Our Board President says: “We work together on the places where we align, and on the places where we diverge we diverge.”
This antisegregationist bookstore accepts help gratefully from anyone. None of us are perfect. None of us are living lightly on this earth. We practice humility, generosity, and kindness knowing that we also need to be greeted with humility, generosity and kindness.
If you come and pack books once for a book giveaway, you’ve helped. If you come to Story Club or Galentine’s Day, you’ve helped. It’s not up to us, your friendly Booksellers and fellow Readers, to judge the purity of your intention or your character or your behavior.
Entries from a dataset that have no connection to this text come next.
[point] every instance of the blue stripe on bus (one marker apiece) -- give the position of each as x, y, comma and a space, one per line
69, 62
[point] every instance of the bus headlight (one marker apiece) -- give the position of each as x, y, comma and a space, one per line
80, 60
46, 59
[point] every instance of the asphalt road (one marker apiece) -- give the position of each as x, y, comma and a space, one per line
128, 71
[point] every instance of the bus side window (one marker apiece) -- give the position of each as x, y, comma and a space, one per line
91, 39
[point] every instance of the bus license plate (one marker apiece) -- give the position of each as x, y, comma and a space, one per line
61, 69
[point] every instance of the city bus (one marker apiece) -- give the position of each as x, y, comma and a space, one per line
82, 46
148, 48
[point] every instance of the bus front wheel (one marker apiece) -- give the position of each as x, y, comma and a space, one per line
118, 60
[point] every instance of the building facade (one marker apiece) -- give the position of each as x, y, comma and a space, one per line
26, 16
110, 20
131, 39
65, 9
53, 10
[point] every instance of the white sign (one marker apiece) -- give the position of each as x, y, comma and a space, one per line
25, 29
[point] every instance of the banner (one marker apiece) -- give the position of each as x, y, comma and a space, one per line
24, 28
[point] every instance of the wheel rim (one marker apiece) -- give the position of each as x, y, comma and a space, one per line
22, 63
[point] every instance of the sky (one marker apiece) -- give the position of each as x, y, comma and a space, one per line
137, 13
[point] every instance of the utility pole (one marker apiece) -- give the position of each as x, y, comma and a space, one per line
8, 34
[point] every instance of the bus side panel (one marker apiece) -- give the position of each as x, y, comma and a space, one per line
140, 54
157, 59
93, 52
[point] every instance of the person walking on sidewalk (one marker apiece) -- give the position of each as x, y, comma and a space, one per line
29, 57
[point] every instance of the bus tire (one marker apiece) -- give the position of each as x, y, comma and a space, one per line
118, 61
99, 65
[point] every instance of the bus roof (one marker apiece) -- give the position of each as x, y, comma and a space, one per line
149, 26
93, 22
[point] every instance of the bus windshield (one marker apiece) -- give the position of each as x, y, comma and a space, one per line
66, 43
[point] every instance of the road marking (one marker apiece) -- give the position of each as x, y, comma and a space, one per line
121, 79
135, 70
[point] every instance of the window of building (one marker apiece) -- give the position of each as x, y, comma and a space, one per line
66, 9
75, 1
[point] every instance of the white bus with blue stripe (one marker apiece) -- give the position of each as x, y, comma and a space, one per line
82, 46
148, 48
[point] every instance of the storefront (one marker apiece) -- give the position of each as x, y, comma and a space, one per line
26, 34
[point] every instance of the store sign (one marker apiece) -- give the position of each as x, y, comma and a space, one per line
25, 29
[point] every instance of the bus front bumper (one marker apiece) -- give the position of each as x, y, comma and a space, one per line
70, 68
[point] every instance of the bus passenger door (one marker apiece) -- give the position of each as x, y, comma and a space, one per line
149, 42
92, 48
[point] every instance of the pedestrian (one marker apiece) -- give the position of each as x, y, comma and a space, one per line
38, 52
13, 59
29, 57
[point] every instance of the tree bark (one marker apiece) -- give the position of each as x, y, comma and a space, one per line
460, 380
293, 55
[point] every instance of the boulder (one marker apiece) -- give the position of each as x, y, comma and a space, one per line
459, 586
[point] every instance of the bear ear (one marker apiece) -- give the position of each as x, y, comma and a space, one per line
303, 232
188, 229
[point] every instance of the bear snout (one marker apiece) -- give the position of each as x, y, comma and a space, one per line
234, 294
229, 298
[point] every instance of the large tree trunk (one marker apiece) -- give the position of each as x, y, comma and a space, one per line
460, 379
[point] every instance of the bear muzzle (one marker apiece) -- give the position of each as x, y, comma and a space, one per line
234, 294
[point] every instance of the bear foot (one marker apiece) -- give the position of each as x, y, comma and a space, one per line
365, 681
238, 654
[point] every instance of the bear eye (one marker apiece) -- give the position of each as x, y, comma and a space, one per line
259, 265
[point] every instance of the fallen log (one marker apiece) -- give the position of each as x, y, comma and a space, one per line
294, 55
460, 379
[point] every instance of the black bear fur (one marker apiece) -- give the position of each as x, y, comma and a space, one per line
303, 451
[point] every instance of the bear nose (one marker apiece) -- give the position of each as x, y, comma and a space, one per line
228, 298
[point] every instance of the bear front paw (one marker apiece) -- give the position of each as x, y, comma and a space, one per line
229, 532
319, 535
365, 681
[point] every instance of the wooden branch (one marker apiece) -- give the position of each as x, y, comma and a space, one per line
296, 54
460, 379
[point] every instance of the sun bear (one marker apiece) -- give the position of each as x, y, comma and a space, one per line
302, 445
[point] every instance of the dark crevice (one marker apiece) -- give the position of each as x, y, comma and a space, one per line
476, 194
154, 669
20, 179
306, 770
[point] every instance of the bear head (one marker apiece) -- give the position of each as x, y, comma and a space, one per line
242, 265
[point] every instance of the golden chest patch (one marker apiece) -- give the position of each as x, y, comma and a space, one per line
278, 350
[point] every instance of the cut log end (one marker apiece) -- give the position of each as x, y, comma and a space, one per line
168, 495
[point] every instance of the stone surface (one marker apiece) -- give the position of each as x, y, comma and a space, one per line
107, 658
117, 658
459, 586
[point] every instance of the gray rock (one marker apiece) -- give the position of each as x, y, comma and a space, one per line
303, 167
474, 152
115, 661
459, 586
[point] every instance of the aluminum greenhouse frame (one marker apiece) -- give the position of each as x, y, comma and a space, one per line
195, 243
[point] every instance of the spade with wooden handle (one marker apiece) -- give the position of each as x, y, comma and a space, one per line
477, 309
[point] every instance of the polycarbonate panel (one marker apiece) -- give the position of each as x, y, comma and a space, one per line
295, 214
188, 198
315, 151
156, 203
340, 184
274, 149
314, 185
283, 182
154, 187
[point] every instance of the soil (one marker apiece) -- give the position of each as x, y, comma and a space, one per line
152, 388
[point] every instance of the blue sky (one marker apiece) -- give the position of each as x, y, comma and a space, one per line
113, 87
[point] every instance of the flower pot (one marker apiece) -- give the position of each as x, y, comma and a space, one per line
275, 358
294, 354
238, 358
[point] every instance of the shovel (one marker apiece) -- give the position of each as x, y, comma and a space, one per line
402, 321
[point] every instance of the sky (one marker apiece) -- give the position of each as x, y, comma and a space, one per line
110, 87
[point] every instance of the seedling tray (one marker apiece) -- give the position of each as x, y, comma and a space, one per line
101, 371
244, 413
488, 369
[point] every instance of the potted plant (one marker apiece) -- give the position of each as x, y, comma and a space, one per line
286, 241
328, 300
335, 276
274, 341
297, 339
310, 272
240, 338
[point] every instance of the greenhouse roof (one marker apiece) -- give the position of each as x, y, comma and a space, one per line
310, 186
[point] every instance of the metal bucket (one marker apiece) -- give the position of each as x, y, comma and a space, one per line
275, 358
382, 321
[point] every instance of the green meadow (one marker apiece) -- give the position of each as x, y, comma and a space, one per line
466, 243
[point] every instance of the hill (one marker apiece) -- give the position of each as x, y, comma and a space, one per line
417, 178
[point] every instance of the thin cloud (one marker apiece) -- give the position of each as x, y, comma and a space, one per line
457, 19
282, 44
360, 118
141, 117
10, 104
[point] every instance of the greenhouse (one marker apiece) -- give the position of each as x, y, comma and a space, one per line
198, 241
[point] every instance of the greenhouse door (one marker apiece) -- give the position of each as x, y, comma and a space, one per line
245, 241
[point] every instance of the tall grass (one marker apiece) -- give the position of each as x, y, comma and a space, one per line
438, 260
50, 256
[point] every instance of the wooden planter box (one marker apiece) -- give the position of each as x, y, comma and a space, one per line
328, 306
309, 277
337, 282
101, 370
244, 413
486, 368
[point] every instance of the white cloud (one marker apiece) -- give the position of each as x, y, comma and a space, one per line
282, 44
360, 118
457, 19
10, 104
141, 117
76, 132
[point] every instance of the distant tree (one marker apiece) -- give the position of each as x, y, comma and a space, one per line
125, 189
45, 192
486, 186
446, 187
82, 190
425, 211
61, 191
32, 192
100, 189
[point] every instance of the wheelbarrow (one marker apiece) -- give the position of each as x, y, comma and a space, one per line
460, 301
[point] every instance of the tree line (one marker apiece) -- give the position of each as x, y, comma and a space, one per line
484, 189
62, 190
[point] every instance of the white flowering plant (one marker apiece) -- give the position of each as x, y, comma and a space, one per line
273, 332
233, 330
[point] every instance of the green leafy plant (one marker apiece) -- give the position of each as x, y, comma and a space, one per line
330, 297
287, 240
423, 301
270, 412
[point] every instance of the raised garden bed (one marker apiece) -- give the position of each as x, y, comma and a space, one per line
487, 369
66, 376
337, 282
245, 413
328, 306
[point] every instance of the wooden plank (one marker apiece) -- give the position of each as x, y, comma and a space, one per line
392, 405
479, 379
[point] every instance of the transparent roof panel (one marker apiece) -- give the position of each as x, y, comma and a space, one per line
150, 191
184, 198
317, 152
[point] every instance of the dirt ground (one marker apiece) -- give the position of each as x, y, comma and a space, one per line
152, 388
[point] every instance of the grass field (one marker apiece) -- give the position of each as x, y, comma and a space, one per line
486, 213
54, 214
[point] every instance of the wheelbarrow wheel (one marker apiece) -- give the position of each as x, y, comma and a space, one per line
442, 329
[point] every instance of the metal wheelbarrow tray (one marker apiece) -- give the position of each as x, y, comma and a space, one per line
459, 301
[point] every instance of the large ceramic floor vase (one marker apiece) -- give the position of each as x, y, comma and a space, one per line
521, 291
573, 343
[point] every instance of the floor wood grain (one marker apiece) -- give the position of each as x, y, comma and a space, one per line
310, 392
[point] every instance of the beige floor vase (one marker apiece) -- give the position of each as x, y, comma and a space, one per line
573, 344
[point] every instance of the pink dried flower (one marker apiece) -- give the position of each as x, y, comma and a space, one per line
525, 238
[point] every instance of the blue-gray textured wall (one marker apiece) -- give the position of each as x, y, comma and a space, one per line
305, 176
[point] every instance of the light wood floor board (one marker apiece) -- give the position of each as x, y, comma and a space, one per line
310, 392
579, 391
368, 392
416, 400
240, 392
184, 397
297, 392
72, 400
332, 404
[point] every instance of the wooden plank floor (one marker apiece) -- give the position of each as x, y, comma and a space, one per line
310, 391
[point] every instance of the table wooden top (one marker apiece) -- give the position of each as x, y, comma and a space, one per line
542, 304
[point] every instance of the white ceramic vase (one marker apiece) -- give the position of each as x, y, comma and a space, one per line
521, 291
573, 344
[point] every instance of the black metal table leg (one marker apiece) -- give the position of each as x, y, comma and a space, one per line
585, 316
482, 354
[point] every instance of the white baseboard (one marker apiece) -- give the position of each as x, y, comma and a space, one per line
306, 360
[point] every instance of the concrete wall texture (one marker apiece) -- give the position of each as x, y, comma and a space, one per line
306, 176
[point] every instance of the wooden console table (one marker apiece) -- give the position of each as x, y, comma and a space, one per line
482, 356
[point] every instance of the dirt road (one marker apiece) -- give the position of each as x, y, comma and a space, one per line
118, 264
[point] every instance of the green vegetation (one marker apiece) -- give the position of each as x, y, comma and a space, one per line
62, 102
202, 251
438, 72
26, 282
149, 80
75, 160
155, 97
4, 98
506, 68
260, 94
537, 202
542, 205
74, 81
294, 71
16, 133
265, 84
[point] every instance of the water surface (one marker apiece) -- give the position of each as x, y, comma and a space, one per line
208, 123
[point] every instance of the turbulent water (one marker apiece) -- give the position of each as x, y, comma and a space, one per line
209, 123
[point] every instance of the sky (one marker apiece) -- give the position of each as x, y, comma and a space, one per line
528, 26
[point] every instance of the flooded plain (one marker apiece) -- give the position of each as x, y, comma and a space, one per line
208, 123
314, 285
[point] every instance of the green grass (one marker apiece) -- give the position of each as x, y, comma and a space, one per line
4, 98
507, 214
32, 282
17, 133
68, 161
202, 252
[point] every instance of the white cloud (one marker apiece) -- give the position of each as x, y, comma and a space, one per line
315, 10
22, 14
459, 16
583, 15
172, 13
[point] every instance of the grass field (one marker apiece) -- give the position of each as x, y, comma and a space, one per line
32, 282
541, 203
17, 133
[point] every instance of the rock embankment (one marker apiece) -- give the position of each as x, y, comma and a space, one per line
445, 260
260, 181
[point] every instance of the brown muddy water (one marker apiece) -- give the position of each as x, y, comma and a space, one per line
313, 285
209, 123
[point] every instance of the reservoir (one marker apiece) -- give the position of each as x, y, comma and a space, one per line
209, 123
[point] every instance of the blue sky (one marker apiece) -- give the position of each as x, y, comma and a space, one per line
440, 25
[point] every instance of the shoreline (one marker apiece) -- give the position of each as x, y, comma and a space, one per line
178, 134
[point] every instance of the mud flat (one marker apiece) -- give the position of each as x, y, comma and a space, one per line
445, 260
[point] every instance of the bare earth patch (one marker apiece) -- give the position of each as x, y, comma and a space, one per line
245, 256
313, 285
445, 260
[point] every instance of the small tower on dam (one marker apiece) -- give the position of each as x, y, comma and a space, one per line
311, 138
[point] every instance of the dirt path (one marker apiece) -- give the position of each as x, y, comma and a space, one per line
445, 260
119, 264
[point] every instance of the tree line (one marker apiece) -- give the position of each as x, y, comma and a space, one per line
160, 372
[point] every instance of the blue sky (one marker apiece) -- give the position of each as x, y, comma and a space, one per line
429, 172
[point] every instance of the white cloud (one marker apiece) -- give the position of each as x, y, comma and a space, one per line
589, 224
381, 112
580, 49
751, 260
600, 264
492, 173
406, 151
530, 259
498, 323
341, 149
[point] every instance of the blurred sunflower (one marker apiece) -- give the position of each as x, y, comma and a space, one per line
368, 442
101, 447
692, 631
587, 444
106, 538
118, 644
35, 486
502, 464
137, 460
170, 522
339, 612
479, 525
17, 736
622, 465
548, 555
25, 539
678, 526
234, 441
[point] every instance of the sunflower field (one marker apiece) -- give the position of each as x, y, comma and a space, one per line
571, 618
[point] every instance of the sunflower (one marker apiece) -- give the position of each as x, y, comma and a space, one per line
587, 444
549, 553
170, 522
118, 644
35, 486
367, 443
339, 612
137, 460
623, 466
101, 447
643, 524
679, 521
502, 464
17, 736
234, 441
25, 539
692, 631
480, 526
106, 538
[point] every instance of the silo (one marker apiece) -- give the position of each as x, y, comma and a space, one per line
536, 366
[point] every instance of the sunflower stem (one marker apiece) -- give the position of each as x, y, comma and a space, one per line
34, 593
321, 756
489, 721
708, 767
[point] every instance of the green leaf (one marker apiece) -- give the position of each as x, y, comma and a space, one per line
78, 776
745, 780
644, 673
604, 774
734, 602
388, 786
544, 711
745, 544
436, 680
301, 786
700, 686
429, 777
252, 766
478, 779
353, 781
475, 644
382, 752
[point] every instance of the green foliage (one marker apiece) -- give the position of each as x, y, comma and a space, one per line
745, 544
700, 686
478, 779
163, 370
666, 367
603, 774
It’s up to us to accept your help happily, and to be grateful for it.
Maintaining the ability to accept and be grateful for the presence and contributions of people we dislike requires us to make space for grief and for anger and for sadness and for disappointment. It requires that we stay safe from the people who would harm us personally.
It requires that when we’re in the front lines and can do no more, we step back and allow someone else to pick up the fight. It requires long, long periods of rest.
It will require naps and snacks and treats, along with all the hard work.
But we are led by a tiny dog, who like all her people is an expert on snacks and treats.
We have a lot of treats planned for this year! We’ll have chocolate and books and coloring pages and stories and sequins and sparkles; we’ll have joy and feasting and singing and dancing; we are leaning in to all of the good things of this life. For 2025, as our Board agreed Wednesday night, we’ll help all we can, and rest all we can, and rejoice all we can; we’ll cultivate the skills of hope and gratitude because we’ll need them when help comes.
It doesn’t matter who shows up with a nail. Even if they just show up with a rough lump of iron. We have an anvil and we can find a hammer. We will be ready to greet that gift, not grudgingly but gratefully, not judgmentally but joyfully, not with condemnation, but with welcome.
This bookstore is open to everyone, and we always will be. We are all Readers together.
We look forward to seeing you this year!